|HIV and Infant Feeding - Review of HIV Transmission Through Breastfeeding Jointly Issued by UNICEF, UNAIDS and WHO Guidelines - Prevention of Mother-to-Child Transmission (UNAIDS, 1998, 26 p.)|
|Strategies to reduce breast-milk transmission|
For an HIV-infected woman to eliminate completely the risk of HIV transmission through breastfeeding she needs to feed her infant from birth with suitable replacements for breast milk (such as commercial infant formula or home-prepared formula made from modified animal milks). The range of replacement feeding options is described in HIV and infant feeding: A guide for health managers and supervisors. Currently there is little information on the safety and feasibility of using breast-milk substitutes in developing countries.

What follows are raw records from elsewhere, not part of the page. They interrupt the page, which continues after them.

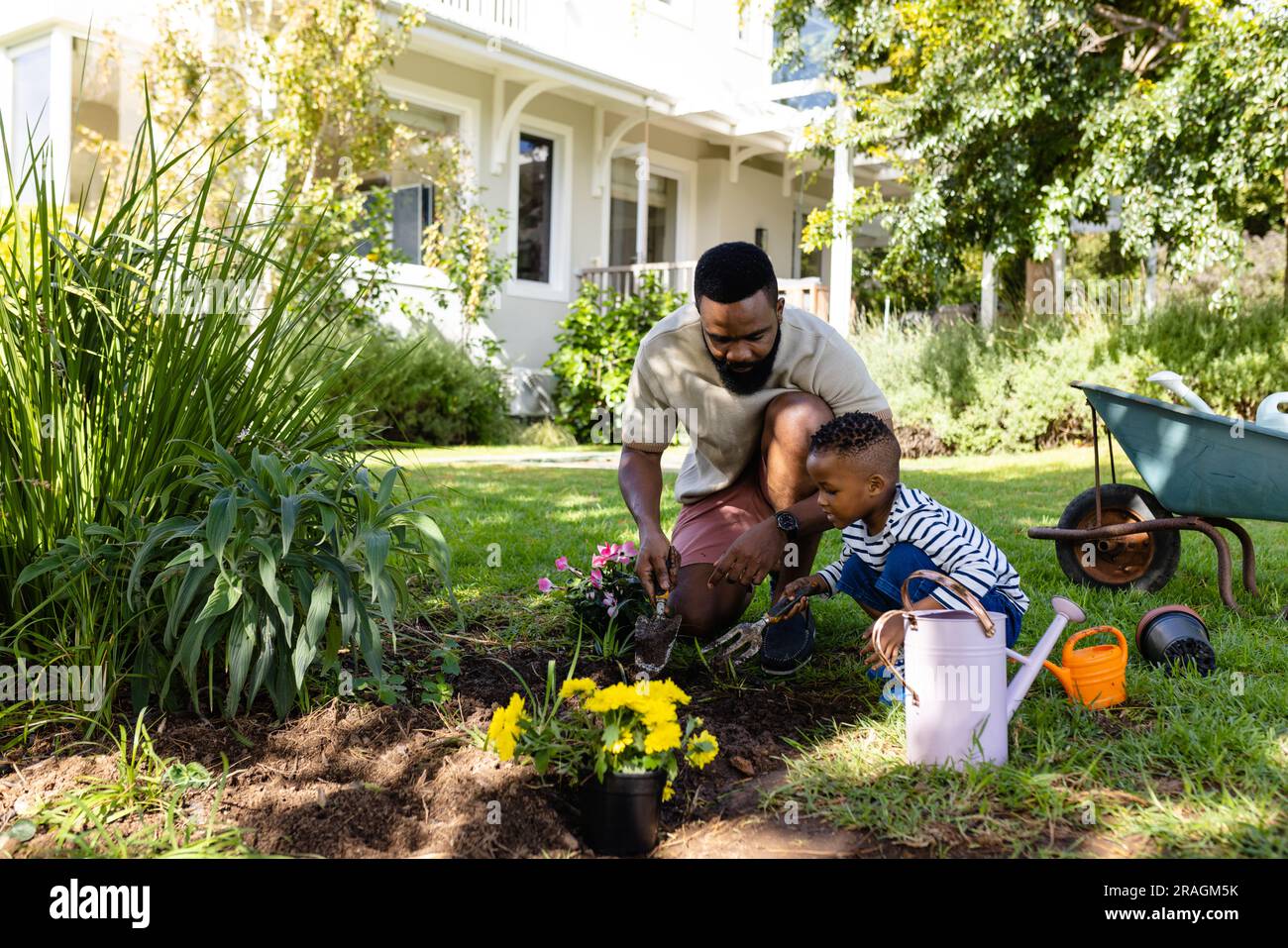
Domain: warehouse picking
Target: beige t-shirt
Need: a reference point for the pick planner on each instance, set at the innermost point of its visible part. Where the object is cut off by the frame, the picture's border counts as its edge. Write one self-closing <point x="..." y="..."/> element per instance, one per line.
<point x="675" y="381"/>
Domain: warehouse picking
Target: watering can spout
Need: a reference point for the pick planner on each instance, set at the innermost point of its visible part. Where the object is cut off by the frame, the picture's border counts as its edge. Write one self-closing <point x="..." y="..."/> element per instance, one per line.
<point x="1172" y="382"/>
<point x="1065" y="612"/>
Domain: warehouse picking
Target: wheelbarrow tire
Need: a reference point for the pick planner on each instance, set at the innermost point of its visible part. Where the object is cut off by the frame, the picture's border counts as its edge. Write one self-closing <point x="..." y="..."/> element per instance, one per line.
<point x="1147" y="567"/>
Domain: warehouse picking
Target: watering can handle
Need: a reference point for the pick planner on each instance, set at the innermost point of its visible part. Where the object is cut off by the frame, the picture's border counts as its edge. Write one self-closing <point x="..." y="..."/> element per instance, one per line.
<point x="957" y="588"/>
<point x="889" y="660"/>
<point x="1085" y="633"/>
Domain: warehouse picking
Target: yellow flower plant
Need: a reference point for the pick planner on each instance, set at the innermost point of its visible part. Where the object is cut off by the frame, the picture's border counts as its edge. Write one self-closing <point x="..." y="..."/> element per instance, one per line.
<point x="581" y="728"/>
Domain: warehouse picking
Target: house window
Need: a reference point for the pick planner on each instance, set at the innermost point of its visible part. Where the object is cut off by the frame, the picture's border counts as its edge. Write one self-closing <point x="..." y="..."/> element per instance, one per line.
<point x="95" y="114"/>
<point x="662" y="215"/>
<point x="403" y="211"/>
<point x="399" y="202"/>
<point x="536" y="207"/>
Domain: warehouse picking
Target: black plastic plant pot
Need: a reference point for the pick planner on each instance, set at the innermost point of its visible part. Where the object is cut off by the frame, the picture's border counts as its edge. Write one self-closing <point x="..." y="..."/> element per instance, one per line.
<point x="619" y="814"/>
<point x="1175" y="635"/>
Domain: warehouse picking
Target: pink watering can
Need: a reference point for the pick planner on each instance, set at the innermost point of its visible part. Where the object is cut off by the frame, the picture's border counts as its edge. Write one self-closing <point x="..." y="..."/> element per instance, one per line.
<point x="958" y="698"/>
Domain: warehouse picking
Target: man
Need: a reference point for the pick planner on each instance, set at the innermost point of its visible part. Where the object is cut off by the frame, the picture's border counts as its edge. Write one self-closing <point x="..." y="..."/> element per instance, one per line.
<point x="752" y="380"/>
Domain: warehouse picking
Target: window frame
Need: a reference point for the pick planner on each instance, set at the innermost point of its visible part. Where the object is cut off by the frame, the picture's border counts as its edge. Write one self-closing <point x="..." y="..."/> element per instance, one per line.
<point x="561" y="211"/>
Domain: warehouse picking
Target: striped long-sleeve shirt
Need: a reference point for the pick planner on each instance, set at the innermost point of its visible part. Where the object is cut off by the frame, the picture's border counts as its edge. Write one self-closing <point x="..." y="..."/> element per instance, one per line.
<point x="956" y="546"/>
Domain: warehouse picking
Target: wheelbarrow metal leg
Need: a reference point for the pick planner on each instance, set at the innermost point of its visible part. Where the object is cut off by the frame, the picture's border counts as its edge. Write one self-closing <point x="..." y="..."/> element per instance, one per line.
<point x="1223" y="559"/>
<point x="1249" y="554"/>
<point x="1120" y="530"/>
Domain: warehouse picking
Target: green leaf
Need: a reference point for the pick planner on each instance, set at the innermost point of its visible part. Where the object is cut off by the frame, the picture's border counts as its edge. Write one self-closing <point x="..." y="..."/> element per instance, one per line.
<point x="377" y="553"/>
<point x="314" y="623"/>
<point x="290" y="510"/>
<point x="386" y="485"/>
<point x="219" y="520"/>
<point x="223" y="596"/>
<point x="240" y="649"/>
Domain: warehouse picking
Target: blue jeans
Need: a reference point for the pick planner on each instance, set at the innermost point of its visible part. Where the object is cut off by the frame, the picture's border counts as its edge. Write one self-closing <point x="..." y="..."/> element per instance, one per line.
<point x="881" y="590"/>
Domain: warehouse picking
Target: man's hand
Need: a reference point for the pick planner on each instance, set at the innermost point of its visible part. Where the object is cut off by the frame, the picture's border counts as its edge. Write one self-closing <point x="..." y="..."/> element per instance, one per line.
<point x="657" y="565"/>
<point x="802" y="588"/>
<point x="751" y="557"/>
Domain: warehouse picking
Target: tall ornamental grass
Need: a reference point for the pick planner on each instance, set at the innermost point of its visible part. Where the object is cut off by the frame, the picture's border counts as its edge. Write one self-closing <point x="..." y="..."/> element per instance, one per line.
<point x="129" y="333"/>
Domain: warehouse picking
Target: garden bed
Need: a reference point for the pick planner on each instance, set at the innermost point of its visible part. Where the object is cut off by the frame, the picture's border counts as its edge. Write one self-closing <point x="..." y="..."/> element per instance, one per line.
<point x="357" y="780"/>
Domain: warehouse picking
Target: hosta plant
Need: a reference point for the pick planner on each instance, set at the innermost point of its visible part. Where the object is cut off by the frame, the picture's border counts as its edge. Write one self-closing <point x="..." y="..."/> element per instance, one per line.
<point x="287" y="562"/>
<point x="581" y="730"/>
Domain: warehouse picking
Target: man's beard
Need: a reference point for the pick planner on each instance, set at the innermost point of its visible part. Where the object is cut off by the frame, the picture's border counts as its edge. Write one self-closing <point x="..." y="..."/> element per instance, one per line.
<point x="747" y="380"/>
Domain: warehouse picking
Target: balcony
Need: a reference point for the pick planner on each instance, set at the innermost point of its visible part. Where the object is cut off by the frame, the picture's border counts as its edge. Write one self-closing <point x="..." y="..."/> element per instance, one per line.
<point x="513" y="21"/>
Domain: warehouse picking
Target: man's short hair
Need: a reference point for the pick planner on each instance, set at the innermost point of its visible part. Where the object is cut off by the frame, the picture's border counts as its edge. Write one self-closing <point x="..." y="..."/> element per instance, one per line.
<point x="858" y="433"/>
<point x="734" y="270"/>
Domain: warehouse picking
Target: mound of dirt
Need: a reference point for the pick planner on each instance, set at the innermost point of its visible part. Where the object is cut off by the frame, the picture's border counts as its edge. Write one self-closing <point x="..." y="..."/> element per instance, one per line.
<point x="353" y="780"/>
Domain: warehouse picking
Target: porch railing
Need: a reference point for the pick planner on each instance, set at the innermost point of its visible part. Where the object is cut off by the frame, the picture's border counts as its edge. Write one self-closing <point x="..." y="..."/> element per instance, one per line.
<point x="674" y="275"/>
<point x="809" y="294"/>
<point x="497" y="17"/>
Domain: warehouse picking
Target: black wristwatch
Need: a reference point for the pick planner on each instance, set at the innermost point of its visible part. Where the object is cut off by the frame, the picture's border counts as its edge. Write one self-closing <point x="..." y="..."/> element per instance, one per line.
<point x="787" y="523"/>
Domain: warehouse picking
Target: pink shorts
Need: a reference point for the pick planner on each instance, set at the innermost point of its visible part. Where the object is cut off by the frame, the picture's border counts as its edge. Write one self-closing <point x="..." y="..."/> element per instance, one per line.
<point x="707" y="527"/>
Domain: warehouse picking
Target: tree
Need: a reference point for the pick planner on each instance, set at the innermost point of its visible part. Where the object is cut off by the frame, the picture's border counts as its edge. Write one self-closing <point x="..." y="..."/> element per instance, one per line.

Several investigators have attempted to use mathematical models to offer guidance to policy-makers in different settings for weighing the relative risks and benefits of breastfeeding and other infant feeding methods in view of the HIV epidemic (Kuhn and Stein, 1997; Hancock et al., 1996; Nagelkerke et al., 1995; Nicoll et al., 1995; Del Fante et al., 1993; Hu et al., 1992; Heyman, 1990). These models are limited by the available data regarding the risks associated with various methods of infant feeding and their inability to consider all the factors that influence decision-making about infant feeding. In particular, although there is much evidence of the benefits of breastfeeding in reducing morbidity and mortality in infants whose mothers are not infected with HIV, currently there is little information regarding the effect of replacement feeding on infant morbidity and mortality for infants whose mothers are HIV-infected.
Where adequate replacement feeding is not possible, mothers may choose among three other strategies to reduce the risk of breast-milk transmission:
· Exclusive breastfeeding followed by early cessation of breastfeeding. Early cessation of breastfeeding may reduce exposure and hence the risk of breast milk transmission, while not eliminating the risk entirely, as the infant remains exposed for the first few months.